Climate Change Threatens Global Staple Crop Yields Despite Adaptation Efforts

A new Nature study warns that global staple crop yields may drop over 11% by 2098 under moderate climate change, even with adaptation. Losses are highest in major breadbaskets like the US and Europe. Adaptation reduces some impacts but is not fully protective, raising global food security concerns.

Climate Change Threatens Global Staple Crop Yields Despite Adaptation Efforts

A new study in Nature threatens that worldwide production of the four most important staple crops may decrease by over 11% towards the latter part of the century on a mid-range climate change scenario even after farmers have taken adaptation measures. The study examines six of the major crops—cassava, maize, rice, sorghum, soya bean, and wheat—and employs data-based analysis that considers how farmers may react to increasing temperature and extreme weather conditions.

Unlike the earlier models that either left out farmer reactions or made unrealistic perfect adaptation assumptions, this research incorporates realistic behavioral habits. Adjustment measures like changing crop type or shifting irrigation schedules are incorporated into the analysis. The results show that they were able to cut losses by as much as about 12%, but overall production losses still persist. The research estimates a global mean yield reduction of 12.7% by 2098 with medium emissions, reduced to 11.2% with adaptation. For 2050, it's reduced from 8.3% to 7.8%.

The analysis covers more than 12,600 sub-national areas in the world. Through correlating the changes in the crops' yields with exposure to hot days, the researchers created a method of detecting the existence or non-existence of adaptation. The areas that suffered little loss under corresponding exposures to hot conditions were considered to have better adaptation strategies. The method does not pre-specify pre-defined adaptations but allows real-world outcomes to lead the evaluation.

There were large regional variations. For Africa, staple crop losses can be up to 16% by 2098 under no adaptation but decrease to 11.6% with adaptation. In North America, there is hardly any variation with adaptation, where losses decrease from 21.0% to a mere 20.8%. This is indicative of how overly optimised, industrial-scale agricultural systems have no margin for error, but regions already having constraining conditions are more adaptable.

Of the six crops, soya bean is estimated to suffer the most loss of 22.4% by the year 2098. Rice suffers the lowest loss of approximately 1%, which may be attributed to temperature-based advantages when nights are warm. Differences in sensitivity of the crops to heat and water levels account for the variation. These shifts in production have implications for global food systems, especially in large food-exporting countries such as the US and Europe, where scale operations are more focused on maximization of production than climatic change adaptation.

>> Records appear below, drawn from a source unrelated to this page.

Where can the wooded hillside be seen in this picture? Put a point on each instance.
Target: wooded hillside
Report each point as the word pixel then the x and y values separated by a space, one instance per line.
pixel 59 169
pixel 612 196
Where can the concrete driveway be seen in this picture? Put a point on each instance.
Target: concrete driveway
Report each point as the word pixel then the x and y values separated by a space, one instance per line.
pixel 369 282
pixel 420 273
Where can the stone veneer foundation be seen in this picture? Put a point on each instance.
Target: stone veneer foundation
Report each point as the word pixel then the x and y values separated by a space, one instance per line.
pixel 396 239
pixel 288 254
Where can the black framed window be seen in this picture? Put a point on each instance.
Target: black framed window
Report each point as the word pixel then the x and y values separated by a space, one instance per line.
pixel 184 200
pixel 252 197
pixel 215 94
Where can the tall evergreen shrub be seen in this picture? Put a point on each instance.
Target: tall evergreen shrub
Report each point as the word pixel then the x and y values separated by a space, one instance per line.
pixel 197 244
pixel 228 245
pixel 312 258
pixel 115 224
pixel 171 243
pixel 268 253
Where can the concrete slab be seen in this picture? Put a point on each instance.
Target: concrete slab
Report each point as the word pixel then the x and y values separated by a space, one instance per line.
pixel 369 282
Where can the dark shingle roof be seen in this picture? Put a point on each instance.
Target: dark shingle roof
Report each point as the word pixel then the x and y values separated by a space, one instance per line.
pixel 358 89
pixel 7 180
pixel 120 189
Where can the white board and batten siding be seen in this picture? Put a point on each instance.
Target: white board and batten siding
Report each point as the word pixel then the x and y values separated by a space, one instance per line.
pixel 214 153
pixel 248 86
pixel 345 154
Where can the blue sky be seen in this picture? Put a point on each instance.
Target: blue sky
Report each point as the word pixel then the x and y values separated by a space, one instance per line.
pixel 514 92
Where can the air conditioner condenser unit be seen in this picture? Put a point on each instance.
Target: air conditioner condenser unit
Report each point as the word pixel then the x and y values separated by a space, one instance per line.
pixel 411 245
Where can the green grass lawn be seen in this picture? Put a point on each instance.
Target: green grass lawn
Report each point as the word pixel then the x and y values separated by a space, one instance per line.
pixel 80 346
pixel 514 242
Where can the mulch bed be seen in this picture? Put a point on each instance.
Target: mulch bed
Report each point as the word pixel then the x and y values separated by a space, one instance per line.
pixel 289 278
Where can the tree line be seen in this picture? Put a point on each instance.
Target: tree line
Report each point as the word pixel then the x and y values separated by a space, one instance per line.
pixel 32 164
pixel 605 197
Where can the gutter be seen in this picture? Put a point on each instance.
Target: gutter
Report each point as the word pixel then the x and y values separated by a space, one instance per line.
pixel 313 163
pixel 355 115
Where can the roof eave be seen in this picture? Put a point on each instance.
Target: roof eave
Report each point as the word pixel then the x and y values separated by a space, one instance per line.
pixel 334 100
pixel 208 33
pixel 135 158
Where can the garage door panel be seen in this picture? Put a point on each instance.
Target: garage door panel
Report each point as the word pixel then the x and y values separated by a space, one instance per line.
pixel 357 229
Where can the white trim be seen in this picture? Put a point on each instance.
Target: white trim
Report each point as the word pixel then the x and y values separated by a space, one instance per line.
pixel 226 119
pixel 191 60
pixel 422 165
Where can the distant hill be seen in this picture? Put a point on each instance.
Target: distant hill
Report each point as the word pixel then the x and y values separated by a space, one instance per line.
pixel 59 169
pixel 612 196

The research also adds that the effects are not just economic but nutritional as well. By multiplying yield projections for all six crops together, the scientists estimate a reduction of global caloric production of 554 trillion kilocalories per 1°C warming. That's a reduction of about 120 kcal per person per day per degree Celsius—a little less than not eating breakfast every day in a 3°C warmer world. This decline sparks concerns of food security and geopolitics, particularly in nations that are already at risk of malnutrition and hunger.

Interestingly, although wealthier areas experience yield loss at scale from not having flexible farm systems, the poorest decile experiences most loss, particularly those who live off climate-sensitive crops such as cassava. The study confirms that adaptation does not exist everywhere and comes at a cost. With high-yield agricultural systems, to adapt to stronger crops would mean lower short-run loss but also decreasing average productivity. This adaptation money or yield cost is the main barrier.

The article also emphasizes the need for policy-guided support systems in facilitating the adaptation process. Drivers like the availability of resilient seeds, irrigation facilities, climatic forecasts, and farming education play a vital role in enhancing adaptive capacity. Based on the research, future agriculture planning must address both resilience and productivity.

Its weakness is in the utilization of historical observations, and it might therefore not capture the entire range of future situations. Yet, its empiricist quality provides badly needed complexity to projections of agriculture impacts. It is useful insight for governments, policymakers, and global agencies planning for food system shocks under climate change.

As temperatures keep rising globally, agriculture will inevitably be one of the most vulnerable sectors. There is some adaptation protection effect, though, and the results confirm that climate change will cause irrepressible challenges to global food production, particularly in major breadbasket countries. Greater resilience in the way of improved planning, investment in infrastructure, and research will be critical in ensuring future food supplies.